The Republican Party seized on footage of the masked Bidens walking across the South Lawn to Marine One the presidential helicopter. “Joe and Jill Biden are FULLY vaccinated,” a tweet from a GOP-affiliated account wondered. “Why are they ignoring CDC guidance on wearing masks outside?”

Ted Cruz
Sen. Ted Cruz. (Chip Somodevilla/Getty Images) (Chip Somodevilla/Getty Images)

Sen. Ted Cruz, R-Texas, who famously punctuated his speech at the Conservative Political Action Conference in late February with a “Braveheart”-like scream of “freedom,” charged that the South Lawn video was evidence that Biden was “virtue-signaling to his base” and trying to “control the American people.”

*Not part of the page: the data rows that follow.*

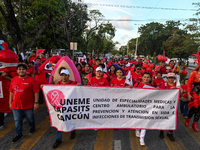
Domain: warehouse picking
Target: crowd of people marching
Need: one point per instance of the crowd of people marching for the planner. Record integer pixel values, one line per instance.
(101, 72)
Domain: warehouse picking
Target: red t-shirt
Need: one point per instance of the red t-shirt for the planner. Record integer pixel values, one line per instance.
(142, 71)
(162, 70)
(116, 82)
(136, 77)
(30, 71)
(122, 61)
(167, 86)
(94, 66)
(108, 64)
(43, 59)
(125, 70)
(141, 85)
(32, 58)
(184, 87)
(98, 82)
(68, 83)
(158, 82)
(91, 62)
(110, 76)
(23, 92)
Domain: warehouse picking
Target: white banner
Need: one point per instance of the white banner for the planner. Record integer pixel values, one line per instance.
(83, 107)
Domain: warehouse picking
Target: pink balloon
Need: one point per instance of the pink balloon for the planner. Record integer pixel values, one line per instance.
(151, 65)
(164, 58)
(184, 72)
(148, 69)
(160, 58)
(144, 66)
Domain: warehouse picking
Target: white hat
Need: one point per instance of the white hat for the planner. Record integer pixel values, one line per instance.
(171, 75)
(99, 69)
(65, 72)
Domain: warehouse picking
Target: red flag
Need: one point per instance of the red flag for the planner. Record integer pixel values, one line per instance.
(39, 51)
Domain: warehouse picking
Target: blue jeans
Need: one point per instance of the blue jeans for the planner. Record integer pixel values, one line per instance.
(59, 135)
(184, 108)
(18, 115)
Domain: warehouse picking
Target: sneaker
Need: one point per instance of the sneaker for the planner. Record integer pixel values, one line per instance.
(137, 133)
(2, 127)
(72, 136)
(171, 137)
(142, 142)
(32, 131)
(56, 144)
(24, 120)
(17, 138)
(161, 135)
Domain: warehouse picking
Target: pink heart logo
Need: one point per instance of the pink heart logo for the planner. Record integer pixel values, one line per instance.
(54, 98)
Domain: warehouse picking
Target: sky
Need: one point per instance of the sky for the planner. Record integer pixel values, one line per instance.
(125, 30)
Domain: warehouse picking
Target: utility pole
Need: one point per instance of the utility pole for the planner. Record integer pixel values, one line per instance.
(136, 43)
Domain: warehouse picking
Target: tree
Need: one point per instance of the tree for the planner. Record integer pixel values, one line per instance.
(71, 23)
(105, 31)
(36, 16)
(181, 45)
(95, 17)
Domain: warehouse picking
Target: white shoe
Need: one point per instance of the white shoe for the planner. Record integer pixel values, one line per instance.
(142, 142)
(137, 133)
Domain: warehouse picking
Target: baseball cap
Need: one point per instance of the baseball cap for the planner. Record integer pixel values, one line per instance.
(98, 69)
(65, 72)
(171, 75)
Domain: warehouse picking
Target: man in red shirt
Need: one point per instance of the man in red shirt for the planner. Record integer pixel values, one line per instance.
(24, 96)
(168, 85)
(145, 81)
(32, 57)
(136, 75)
(43, 58)
(97, 62)
(98, 80)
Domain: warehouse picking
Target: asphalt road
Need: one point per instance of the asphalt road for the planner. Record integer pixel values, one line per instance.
(44, 137)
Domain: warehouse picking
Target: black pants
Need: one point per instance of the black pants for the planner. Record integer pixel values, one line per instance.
(196, 112)
(1, 119)
(41, 97)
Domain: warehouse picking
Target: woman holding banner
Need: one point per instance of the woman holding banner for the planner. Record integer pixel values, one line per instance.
(119, 80)
(193, 95)
(64, 74)
(145, 81)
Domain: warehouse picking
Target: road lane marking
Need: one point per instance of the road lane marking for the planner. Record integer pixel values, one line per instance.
(174, 145)
(191, 131)
(135, 141)
(11, 125)
(34, 138)
(117, 145)
(68, 144)
(104, 140)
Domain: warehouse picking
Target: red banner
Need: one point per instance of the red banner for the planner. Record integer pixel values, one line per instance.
(39, 51)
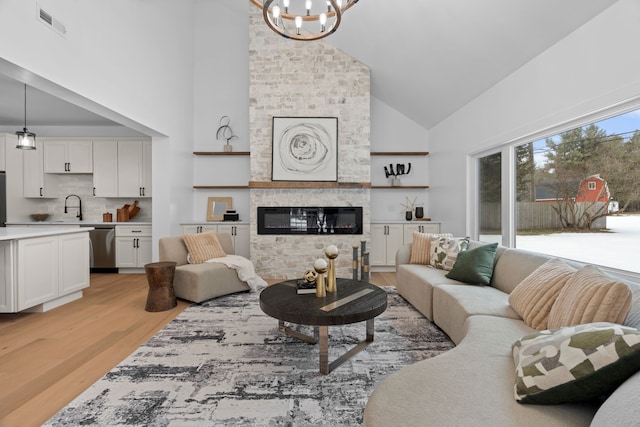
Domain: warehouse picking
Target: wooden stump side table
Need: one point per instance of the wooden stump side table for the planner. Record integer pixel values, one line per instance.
(161, 295)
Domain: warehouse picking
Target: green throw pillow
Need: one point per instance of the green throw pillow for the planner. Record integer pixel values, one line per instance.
(574, 363)
(475, 265)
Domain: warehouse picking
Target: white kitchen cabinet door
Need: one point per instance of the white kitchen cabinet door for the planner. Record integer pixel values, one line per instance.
(7, 290)
(386, 239)
(420, 228)
(35, 182)
(3, 155)
(74, 262)
(126, 252)
(134, 168)
(239, 237)
(68, 156)
(38, 271)
(105, 169)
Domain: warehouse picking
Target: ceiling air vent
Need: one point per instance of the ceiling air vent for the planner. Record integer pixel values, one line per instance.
(51, 22)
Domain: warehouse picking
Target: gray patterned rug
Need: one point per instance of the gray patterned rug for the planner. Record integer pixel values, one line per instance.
(224, 362)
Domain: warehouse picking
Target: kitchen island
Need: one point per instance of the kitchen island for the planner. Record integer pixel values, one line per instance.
(44, 268)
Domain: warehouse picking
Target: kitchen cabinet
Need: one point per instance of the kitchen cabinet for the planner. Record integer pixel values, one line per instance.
(7, 291)
(429, 227)
(133, 246)
(105, 169)
(35, 182)
(3, 161)
(51, 267)
(386, 239)
(68, 156)
(134, 168)
(240, 236)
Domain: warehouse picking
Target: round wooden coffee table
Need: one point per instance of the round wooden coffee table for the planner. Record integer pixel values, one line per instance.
(354, 302)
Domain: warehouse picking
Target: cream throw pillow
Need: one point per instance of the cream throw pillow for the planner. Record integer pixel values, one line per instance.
(534, 297)
(421, 246)
(590, 296)
(203, 247)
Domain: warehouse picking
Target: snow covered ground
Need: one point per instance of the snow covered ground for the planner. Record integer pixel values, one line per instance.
(618, 248)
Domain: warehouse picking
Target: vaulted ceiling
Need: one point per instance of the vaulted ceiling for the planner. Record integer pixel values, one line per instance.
(428, 58)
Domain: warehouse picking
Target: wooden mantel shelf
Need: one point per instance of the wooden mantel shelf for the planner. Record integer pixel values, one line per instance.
(307, 184)
(221, 153)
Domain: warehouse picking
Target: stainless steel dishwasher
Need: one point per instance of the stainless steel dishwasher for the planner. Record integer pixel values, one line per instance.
(102, 248)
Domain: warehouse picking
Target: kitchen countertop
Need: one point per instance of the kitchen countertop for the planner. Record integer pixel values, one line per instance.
(78, 223)
(12, 233)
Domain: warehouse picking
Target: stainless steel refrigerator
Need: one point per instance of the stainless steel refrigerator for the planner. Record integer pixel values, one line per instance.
(3, 199)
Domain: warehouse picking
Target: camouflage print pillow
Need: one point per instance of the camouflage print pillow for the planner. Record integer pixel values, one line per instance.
(444, 251)
(574, 363)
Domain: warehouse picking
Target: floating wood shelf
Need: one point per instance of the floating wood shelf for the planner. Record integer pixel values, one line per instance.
(420, 187)
(221, 153)
(399, 153)
(307, 184)
(221, 187)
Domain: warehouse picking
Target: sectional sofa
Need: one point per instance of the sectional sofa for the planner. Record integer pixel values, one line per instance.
(473, 384)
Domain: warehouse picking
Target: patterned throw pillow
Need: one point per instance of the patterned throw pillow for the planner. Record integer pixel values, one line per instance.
(203, 247)
(420, 246)
(575, 363)
(534, 297)
(444, 251)
(590, 296)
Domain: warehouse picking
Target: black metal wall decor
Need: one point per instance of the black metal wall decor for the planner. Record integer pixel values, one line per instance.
(401, 169)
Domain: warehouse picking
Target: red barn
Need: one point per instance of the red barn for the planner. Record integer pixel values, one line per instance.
(593, 189)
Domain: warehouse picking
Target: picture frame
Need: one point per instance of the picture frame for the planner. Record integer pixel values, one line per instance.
(217, 206)
(304, 149)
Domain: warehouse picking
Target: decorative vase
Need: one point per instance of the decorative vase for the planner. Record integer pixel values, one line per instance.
(320, 266)
(331, 252)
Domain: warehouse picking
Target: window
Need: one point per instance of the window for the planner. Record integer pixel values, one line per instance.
(578, 193)
(490, 197)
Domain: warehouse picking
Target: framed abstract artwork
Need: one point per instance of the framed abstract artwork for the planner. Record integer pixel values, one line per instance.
(305, 149)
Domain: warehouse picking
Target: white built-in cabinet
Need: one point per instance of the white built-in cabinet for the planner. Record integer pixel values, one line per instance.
(134, 168)
(105, 169)
(68, 156)
(3, 160)
(48, 268)
(387, 238)
(133, 246)
(35, 182)
(240, 236)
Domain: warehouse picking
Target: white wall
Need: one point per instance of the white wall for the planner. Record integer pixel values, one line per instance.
(134, 58)
(392, 131)
(593, 68)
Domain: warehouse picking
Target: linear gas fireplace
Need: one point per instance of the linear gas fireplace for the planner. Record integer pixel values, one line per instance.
(310, 220)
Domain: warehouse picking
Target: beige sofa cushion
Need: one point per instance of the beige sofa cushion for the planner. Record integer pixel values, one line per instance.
(421, 246)
(590, 296)
(534, 297)
(203, 247)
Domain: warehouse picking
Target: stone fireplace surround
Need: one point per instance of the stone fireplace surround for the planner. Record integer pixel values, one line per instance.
(306, 79)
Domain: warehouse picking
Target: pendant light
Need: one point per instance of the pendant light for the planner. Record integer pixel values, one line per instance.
(26, 139)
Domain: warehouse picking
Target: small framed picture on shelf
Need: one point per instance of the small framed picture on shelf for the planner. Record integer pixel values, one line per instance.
(217, 206)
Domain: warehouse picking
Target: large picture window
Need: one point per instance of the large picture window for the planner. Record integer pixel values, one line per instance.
(578, 193)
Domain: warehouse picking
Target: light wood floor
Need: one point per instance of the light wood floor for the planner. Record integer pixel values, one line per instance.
(47, 359)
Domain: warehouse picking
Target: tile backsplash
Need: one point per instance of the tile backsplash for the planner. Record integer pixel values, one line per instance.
(92, 207)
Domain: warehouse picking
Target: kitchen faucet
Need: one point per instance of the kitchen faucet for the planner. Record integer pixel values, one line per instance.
(79, 216)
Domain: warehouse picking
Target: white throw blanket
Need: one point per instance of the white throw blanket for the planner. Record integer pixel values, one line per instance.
(244, 268)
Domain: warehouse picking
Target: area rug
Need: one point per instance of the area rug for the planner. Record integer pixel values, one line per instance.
(224, 362)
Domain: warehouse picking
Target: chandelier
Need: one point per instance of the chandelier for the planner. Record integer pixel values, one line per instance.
(303, 19)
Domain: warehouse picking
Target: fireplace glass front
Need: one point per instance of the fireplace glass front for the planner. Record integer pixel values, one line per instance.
(310, 220)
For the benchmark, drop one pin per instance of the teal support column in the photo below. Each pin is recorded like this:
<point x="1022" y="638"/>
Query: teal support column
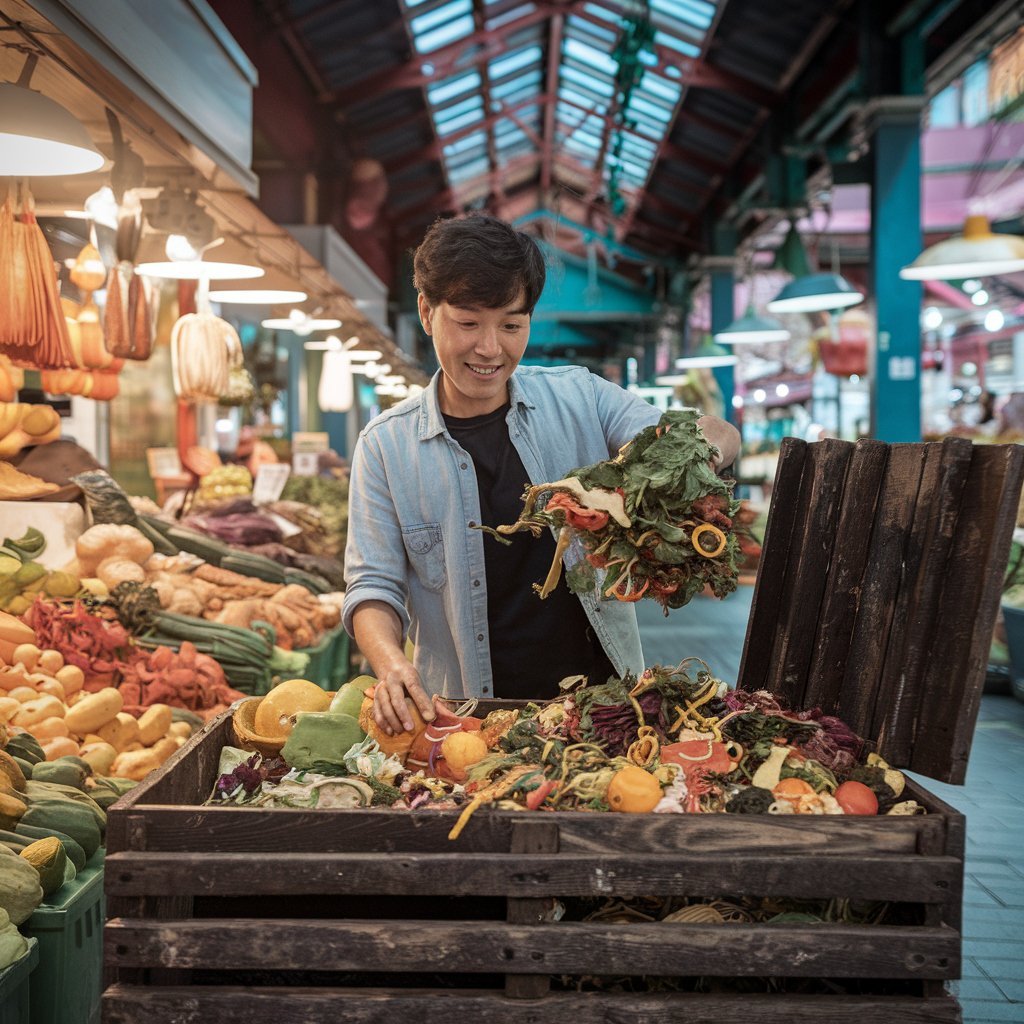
<point x="722" y="306"/>
<point x="895" y="241"/>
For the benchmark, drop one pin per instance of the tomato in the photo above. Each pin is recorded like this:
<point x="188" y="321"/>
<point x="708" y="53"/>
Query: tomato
<point x="855" y="798"/>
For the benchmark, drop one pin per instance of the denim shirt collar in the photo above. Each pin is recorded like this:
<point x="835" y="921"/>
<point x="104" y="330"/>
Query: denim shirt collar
<point x="431" y="420"/>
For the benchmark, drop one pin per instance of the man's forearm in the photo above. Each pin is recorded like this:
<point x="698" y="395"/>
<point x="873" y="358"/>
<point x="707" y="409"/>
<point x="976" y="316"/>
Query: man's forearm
<point x="378" y="633"/>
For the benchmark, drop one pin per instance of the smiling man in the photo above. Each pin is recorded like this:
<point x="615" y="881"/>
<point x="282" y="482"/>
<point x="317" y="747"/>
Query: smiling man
<point x="426" y="472"/>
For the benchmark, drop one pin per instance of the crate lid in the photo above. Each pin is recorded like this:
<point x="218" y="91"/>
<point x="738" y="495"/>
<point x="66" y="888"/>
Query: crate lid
<point x="879" y="586"/>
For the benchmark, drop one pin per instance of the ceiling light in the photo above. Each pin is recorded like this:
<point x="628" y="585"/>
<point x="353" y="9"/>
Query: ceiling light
<point x="197" y="269"/>
<point x="976" y="253"/>
<point x="751" y="328"/>
<point x="39" y="137"/>
<point x="259" y="296"/>
<point x="707" y="354"/>
<point x="815" y="293"/>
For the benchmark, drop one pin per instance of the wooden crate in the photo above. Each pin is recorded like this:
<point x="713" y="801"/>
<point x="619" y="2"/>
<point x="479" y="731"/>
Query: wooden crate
<point x="193" y="890"/>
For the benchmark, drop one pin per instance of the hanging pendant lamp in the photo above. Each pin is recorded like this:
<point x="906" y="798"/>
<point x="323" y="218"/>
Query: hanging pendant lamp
<point x="751" y="329"/>
<point x="39" y="137"/>
<point x="976" y="253"/>
<point x="809" y="292"/>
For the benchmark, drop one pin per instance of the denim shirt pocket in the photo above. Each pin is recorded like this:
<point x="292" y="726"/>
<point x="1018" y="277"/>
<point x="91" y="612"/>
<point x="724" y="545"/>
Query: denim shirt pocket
<point x="426" y="552"/>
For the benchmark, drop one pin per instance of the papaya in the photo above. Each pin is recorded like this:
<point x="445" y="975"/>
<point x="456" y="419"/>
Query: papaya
<point x="48" y="857"/>
<point x="69" y="817"/>
<point x="75" y="853"/>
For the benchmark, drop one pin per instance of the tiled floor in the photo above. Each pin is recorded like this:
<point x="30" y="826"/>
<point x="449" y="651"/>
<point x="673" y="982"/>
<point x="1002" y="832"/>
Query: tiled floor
<point x="992" y="800"/>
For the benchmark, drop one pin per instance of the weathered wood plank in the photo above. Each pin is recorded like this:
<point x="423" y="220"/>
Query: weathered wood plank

Conservatives have maintained that mask mandates are a form of social control, though such mandates have been instituted at various points throughout the pandemic by Republican elected officials, including President Trump.

More measured and evidence-based criticism like Wen’s holds that just as it was necessary for the White House to model mask-wearing, it is now critical to show Americans the benefits of vaccination. She envisioned Biden “perhaps even having indoor meetings, without masks, with his fully vaccinated aides.”

That doesn’t appear likely, at least for now. Earlier this week, Psaki told NPR that top staffers in the West Wing don’t meet face-to-face, even though all are vaccinated.

“We all sit in our offices and do our morning and evening senior staff meetings on video,” she said. “We have to be models, too.”